Noyce came to serve on the boards of a half dozen startup companies and informally provide seed money to many more. He did not think that all these companies would succeed.
He filed his paperwork for several of these companies in shoeboxes that he kept in his closet. Noyce strongly believed that by investing and giving advice starting small businesses to the new crop of entrepreneurs, he was doing his part, as he put it, to "restock the stream I've fished from."
He inspired in nearly everyone whom he encountered a sense that the future had no limits, and that together they could, as he liked to say, "Go off and do something wonderful." Recalls Intel's former chiefs counsel, "He was like the pied piper. If Bob wanted you to do something, you did it."
"Leslie Berlin does an excellent job of capturing the Bob Noyce I knew: part small-town boy, part big-time genius and always a wonderful friend and citizen."
- Warren Buffett
Recalls Warren Buffett, who served on a College Board with Noyce for several years, "Everybody liked Bob. He was an extraordinarily smart guy who didn't need to let you know he was that smart. He could be your neighbor, but with lots of machinery in his head."
At the heart of his advice starting small businesses, Noyce was forever pushing people to take their own ideas beyond where they believed they could go. "That's all you've got?" he'd ask. "Have you thought about x, y and Z?" An exchange of this sort left Noyce's colleagues and employees feeling as though his blue eyes had bored right through their skulls to discover some potential buried inside themselves or their ideas that they had not known existed.
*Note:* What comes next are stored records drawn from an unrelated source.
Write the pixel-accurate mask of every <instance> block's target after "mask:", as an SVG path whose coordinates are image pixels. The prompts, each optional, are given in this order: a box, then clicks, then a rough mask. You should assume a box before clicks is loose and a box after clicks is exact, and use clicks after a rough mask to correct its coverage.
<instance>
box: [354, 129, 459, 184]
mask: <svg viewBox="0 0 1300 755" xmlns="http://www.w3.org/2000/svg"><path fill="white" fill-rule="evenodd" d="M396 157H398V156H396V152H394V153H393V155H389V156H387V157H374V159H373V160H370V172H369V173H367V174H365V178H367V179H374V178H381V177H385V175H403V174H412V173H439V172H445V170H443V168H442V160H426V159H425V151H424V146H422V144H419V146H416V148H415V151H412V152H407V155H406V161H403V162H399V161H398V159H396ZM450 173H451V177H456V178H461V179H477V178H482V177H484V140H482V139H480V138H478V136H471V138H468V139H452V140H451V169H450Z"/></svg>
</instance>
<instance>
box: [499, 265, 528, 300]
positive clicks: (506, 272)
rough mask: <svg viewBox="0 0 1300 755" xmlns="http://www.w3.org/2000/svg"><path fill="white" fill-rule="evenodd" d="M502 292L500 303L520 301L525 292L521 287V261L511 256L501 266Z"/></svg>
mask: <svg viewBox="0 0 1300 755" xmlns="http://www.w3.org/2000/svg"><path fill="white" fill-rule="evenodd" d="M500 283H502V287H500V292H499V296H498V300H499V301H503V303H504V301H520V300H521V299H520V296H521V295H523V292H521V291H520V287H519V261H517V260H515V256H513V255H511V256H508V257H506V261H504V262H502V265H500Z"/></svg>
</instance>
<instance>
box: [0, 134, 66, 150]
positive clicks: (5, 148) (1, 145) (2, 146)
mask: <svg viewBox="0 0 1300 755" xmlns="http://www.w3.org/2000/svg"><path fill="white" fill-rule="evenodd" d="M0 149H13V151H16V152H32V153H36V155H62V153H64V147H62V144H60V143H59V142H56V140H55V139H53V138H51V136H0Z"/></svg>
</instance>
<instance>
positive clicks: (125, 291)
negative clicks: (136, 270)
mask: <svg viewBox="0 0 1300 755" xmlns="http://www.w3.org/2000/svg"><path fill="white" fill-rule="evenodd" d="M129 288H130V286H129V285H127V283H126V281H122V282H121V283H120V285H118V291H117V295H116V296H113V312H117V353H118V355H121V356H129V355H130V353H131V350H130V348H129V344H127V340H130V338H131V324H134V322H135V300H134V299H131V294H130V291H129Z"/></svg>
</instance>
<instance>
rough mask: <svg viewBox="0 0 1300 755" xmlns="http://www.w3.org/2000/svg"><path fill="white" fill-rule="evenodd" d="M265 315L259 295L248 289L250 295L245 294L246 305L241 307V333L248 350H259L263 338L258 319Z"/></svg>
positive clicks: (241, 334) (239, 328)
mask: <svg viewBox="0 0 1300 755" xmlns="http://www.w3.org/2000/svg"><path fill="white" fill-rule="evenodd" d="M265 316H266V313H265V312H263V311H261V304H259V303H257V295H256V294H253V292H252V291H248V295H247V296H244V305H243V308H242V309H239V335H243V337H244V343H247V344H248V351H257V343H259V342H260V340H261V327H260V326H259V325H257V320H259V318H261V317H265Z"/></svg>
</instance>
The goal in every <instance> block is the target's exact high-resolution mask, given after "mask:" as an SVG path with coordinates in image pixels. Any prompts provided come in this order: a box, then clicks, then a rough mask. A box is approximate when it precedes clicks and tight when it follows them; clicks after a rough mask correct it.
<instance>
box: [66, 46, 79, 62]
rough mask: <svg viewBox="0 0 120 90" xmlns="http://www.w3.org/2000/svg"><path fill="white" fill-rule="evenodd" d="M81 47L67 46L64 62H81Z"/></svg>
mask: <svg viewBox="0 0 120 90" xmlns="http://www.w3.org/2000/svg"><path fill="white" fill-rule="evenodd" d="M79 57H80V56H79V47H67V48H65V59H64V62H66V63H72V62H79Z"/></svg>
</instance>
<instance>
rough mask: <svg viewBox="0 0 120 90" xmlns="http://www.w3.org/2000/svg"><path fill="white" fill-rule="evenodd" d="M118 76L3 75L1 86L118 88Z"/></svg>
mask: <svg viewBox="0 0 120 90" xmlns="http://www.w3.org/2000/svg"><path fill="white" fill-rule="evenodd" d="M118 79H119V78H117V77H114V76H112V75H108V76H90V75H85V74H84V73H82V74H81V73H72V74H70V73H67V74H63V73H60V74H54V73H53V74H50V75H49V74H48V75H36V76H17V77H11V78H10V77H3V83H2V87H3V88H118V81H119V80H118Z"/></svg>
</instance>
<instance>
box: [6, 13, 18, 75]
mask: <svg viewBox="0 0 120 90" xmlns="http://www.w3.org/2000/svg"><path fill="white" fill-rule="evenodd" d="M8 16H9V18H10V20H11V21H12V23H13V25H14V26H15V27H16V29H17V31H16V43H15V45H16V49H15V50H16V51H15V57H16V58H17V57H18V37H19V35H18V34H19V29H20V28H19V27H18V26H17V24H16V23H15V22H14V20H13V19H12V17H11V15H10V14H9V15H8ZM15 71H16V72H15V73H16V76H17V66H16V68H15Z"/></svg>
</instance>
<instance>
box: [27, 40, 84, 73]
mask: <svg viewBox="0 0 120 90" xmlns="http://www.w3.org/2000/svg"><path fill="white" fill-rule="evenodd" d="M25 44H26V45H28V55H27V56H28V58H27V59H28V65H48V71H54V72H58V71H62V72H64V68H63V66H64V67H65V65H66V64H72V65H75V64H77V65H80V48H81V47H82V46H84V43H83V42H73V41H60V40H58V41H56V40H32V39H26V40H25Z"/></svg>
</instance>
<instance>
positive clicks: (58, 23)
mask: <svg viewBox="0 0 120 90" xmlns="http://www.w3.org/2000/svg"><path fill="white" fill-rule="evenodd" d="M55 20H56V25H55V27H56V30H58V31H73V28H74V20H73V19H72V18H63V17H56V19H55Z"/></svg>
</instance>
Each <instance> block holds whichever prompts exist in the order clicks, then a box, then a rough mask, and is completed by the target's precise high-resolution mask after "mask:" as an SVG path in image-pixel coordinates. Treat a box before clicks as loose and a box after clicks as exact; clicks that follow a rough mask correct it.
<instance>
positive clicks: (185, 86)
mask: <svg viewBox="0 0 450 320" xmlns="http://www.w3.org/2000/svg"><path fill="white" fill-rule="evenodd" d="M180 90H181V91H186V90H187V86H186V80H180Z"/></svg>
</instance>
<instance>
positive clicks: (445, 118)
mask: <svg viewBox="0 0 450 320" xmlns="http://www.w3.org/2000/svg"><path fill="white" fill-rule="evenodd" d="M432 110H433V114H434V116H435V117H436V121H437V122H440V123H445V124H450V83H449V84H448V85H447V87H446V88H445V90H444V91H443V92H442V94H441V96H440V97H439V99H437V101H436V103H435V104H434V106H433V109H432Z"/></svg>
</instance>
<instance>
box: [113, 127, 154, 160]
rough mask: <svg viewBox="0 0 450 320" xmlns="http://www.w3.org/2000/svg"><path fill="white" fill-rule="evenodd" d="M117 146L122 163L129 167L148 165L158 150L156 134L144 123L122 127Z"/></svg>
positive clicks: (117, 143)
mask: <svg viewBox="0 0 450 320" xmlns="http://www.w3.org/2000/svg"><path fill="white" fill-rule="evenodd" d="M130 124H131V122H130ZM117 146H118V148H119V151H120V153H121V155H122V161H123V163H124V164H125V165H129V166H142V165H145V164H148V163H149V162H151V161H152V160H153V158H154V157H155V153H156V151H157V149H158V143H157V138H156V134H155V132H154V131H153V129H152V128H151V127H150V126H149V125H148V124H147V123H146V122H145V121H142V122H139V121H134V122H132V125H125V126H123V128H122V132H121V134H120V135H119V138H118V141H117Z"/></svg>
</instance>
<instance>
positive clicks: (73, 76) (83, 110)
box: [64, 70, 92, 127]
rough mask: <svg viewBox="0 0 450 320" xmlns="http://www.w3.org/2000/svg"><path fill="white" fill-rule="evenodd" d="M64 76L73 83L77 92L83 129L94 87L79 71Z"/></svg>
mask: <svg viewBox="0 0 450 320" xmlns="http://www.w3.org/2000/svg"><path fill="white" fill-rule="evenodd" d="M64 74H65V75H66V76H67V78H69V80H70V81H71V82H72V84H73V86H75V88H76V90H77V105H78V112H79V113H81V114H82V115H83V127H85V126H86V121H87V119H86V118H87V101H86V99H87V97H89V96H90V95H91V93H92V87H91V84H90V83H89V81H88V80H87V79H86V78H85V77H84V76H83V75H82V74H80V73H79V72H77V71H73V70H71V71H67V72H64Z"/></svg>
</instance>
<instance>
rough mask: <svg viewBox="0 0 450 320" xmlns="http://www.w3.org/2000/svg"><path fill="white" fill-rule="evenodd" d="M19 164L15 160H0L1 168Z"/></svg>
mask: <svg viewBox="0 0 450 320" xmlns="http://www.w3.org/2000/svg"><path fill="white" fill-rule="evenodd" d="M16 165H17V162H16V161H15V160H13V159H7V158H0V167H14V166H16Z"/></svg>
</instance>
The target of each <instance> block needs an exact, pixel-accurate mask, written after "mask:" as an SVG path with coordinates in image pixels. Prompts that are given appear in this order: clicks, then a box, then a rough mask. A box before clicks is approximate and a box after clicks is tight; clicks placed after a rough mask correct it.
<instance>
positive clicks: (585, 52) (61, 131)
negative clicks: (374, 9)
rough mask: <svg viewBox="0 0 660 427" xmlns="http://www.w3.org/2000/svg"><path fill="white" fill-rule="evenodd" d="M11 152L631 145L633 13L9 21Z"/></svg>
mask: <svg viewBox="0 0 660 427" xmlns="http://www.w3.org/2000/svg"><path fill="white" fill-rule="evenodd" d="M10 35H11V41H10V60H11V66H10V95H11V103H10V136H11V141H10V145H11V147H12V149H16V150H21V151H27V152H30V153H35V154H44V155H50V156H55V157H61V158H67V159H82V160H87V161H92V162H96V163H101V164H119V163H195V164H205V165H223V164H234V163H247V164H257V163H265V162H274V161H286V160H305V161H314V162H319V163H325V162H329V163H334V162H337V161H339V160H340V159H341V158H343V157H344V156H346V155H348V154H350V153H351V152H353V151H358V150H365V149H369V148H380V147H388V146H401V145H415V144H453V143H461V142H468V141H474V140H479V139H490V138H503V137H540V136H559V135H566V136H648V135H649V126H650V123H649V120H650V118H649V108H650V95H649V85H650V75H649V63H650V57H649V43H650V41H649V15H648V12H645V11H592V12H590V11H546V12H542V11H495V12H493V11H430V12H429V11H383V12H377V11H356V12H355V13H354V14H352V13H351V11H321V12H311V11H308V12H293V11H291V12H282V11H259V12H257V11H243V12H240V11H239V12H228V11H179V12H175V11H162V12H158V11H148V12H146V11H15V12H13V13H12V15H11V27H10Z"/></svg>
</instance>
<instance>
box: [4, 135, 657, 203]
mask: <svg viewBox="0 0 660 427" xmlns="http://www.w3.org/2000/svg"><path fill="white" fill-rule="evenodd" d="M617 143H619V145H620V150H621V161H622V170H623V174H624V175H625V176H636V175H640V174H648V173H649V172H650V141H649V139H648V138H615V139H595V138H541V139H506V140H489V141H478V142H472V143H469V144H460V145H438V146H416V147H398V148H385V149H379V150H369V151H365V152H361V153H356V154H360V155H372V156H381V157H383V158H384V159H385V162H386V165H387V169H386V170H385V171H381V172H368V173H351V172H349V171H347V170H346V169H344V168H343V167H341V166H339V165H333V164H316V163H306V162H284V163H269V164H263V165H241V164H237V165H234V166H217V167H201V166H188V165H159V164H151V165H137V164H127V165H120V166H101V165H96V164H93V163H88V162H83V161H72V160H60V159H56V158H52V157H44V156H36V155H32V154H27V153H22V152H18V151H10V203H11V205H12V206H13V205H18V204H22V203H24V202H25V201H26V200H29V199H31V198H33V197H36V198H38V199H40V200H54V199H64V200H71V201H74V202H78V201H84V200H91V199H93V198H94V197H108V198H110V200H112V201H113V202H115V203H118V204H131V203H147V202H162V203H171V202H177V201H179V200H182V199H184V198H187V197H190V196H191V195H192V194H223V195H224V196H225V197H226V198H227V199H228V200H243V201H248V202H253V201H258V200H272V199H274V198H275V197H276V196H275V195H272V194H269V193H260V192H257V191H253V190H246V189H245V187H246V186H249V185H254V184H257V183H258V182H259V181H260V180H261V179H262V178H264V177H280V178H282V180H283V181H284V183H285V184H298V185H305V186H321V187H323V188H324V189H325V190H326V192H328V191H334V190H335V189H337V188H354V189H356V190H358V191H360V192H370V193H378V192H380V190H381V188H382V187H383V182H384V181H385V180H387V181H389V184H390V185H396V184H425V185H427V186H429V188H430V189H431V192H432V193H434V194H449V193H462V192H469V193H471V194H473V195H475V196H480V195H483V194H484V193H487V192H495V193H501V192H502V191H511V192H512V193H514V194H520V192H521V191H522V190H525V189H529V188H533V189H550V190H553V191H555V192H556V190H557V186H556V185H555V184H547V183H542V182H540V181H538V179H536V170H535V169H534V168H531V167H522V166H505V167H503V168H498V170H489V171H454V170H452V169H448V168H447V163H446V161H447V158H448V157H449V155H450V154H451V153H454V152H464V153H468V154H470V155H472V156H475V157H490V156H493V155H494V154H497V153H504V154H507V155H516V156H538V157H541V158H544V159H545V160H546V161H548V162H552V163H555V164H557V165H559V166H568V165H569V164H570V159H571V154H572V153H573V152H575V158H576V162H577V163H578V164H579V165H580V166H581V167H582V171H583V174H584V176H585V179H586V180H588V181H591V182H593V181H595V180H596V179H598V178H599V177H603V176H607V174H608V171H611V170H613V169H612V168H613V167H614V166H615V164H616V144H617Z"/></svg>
Little more than a dozen years ago, the San Jose Mercury News declared Noyce the Thomas Edison and the Henry Ford of Silicon Valley. He received the National Medal of Science from President Carter and the National Medal of Technology from President Reagan.
Noyce was featured in hundreds of newspaper and magazine articles. Peter Jennings profiled him as "the person of the week" on ABC. CBS anchor Charles Osgood called Noyce "the man who changed the world." Tom Wolfe, who knew a hero when he saw one, wrote about Noyce in a 1983 Esquire article that ran next to pieces on other "American Originals," including Jackie Robinson, John F. Kennedy, Betty Friedan, Walt Disney, and Elvis Presley.
Leslie Berlin A Visiting Scholar in the History and Philosophy of Science and Technology at Stanford, Berlin is also Project Historian for the Silicon Valley Archives, a division of the Stanford University Department of Special Collections. Berlin says. “In a region so focused on the future, it is essential that we also do not forget the past.” Her work is critical to providing quality advice starting small businesses to future inventors and business owners.
Berlin lives in the San Francisco Bay Area. She holds a Ph.D. in History from Stanford and a B.A. in American Studies from Yale. The Man Behind the Microchip: Robert Noyce and the Invention of Silicon Valley is her first book.